Soon Hayley confided suspicions about Andrew’s business. “She thinks his business is a Ponzi scheme,” say the notes. She thought he sold a building and didn’t tell anyone. “She does not want to have to explain to her kids why Dad is in jail.”
Maybe Hayley should have suspected something long before. She’s financially sophisticated. “How could a wife not know?” Bill later wondered. By Hayley’s account, if she ever asked, Andrew would lash out. She told a friend what Andrew said: “It’s none of your fucking business. I don’t tell you how to analyze stocks. Don’t tell me how to run my business.” Hayley told a friend she was afraid of him. “He won every fight” was how she put it.
Recently alcohol had become Andrew’s drug of choice. No doubt, it affected his moods. The catalyst to one ugly mood, Hayley e-mailed Jane, was that a friend had canceled golf with Andrew. “This was a result of [the friend] being on his boat drinking with the guys every night that his wife was in Canyon Ranch with the girls.” Apparently, Andrew was in a horrible funk because of that. “It was worsened because I was invited on the boat for girls’ night to watch a Diana Ross concert in Greenwich (across the harbor).”
Jane, like the rest of the family, had been unaware of Andrew’s financial misdeeds.

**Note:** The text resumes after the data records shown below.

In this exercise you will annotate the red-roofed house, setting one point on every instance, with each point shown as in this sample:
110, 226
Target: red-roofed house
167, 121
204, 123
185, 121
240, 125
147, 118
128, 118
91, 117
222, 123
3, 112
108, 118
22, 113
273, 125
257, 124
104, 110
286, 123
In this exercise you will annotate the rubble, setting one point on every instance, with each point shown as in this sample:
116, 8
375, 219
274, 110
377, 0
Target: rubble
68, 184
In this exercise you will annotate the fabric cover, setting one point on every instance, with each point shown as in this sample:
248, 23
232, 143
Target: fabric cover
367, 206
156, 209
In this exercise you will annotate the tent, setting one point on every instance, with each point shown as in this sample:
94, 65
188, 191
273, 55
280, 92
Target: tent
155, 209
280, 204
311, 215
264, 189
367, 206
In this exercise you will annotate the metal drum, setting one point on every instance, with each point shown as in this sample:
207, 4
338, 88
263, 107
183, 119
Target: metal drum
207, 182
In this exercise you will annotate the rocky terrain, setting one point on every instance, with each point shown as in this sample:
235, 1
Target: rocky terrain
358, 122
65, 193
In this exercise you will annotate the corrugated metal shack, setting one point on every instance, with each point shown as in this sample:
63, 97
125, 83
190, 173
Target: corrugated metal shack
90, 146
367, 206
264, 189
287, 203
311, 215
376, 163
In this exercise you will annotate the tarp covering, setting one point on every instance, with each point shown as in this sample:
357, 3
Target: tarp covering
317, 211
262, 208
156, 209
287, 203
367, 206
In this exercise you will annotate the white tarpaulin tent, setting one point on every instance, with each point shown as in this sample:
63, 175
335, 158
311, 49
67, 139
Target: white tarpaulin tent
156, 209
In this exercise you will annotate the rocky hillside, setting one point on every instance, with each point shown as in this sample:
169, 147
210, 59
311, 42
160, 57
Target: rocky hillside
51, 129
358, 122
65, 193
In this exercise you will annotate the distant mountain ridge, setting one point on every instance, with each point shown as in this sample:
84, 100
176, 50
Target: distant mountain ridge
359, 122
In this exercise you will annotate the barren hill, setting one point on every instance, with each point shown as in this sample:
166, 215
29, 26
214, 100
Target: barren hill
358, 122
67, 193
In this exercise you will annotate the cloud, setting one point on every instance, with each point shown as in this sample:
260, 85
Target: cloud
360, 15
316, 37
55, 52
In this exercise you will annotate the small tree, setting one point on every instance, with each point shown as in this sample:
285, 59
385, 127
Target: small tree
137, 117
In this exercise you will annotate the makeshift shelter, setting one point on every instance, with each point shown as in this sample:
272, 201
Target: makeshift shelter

Now Hayley told Jane, “I can’t take it anymore. It amazes me I let him treat me like that. I am a smart person.
I can’t believe I have stayed in this relationship this long.”
Jane might have begun as Hayley’s friend. She grew increasingly frightened for Rob’s kids. Especially when, according to the notes, she heard Hayley say this: “I hate to say it, but every time I see Rob’s kids I see Andrew, and I hate to take it out on them, but I can’t help it.”